Citable corpora

Published

June 12, 2024

The CitableTextCorpus is a wrapper around a Vector of CitablePassages. You can construct one from a Vector CitablePassages.

using CitableCorpus
using CitableText

bancroft1 = CtsUrn("urn:cts:citedemo:gburg.bancroft.v2:1")
everett1 = CtsUrn("urn:cts:citedemo:gburg.everett.v2:1")
psgs = [
    CitablePassage(bancroft1, "Four score and seven years ago our fathers brought forth, on this continent, a new nation, conceived in Liberty, and dedicated to the proposition that all men are created equal."),
    CitablePassage(everett1, "Four score and seven years ago our fathers brought forth, upon this continent, a new nation, conceived in Liberty, and dedicated to the proposition that all men are created equal.")
]
corpus = CitableTextCorpus(psgs)
┌ Warning: The active manifest file has dependencies that were resolved with a different julia version (1.9.1). Unexpected behavior may occur.
└ @ ~/Desktop/cite-julia/CitableCorpus.jl/Manifest.toml:0
┌ Warning: The project dependencies or compat requirements have changed since the manifest was last resolved.
│ It is recommended to `Pkg.resolve()` or consider `Pkg.update()` if necessary.
└ @ Pkg.API /Applications/Julia-1.10.app/Contents/Resources/julia/share/julia/stdlib/v1.10/Pkg/src/API.jl:1807
Precompiling CitableCorpus
  ✓ CitableCorpus
  1 dependency successfully precompiled in 1 seconds. 43 already precompiled.
Corpus with 2 citable passages in 2 documents.

The CitableTextCorpus implements the CitableCollectionTrait, and therefore supports URN comparison and CEX serialization.

using CitableBase
citablecollection(corpus)
true
cexserializable(corpus)
true
urncomparable(corpus)
true
urntype(corpus)
CtsUrn

In addition, it implements Julia’s Iterators behavior.

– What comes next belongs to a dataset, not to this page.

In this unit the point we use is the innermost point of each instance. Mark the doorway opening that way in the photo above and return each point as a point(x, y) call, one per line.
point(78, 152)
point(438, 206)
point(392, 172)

Urn comparison and filtering

urnequals(everett1, corpus)
Corpus with 1 citable passages in 1 documents.
allgburg = CtsUrn("urn:cts:citedemo:gburg:")
urncontains(allgburg, corpus)
Corpus with 2 citable passages in 2 documents.
allgburg = CtsUrn("urn:cts:citedemo:gburg:")
urnsimilar(allgburg, corpus)
Corpus with 2 citable passages in 2 documents.

CEX serialization

corpuscex = cex(corpus)
"#!ctsdata\nurn:cts:citedemo:gburg.bancroft.v2:1|Four score and seven years ago our fathers brought forth, on this continent, a new nation, conceived in Liberty, and dedicated to the proposition that all men are created equal.\nurn:cts:citedemo:gburg.everett.v2:1|Four score and seven years ago our fathers brought forth, upon this continent, a new nation, conceived in Liberty, and dedicated to the proposition that all men are created equal."
fromcex(corpuscex, CitableTextCorpus) == corpus
true

## Iteration

length(corpus)
2
eltype(corpus)
CitablePassage
collect(corpus)
2-element Vector{CitablePassage}:
 <urn:cts:citedemo:gburg.bancroft.v2:1> Four score and seven years ago our fathers brought forth, on this continent, a new nation, conceived in Liberty, and dedicated to the proposition that all men are created equal.
 <urn:cts:citedemo:gburg.everett.v2:1> Four score and seven years ago our fathers brought forth, upon this continent, a new nation, conceived in Liberty, and dedicated to the proposition that all men are created equal.
for psg in corpus
    println(psg)
end
<urn:cts:citedemo:gburg.bancroft.v2:1> Four score and seven years ago our fathers brought forth, on this continent, a new nation, conceived in Liberty, and dedicated to the proposition that all men are created equal.
<urn:cts:citedemo:gburg.everett.v2:1> Four score and seven years ago our fathers brought forth, upon this continent, a new nation, conceived in Liberty, and dedicated to the proposition that all men are created equal.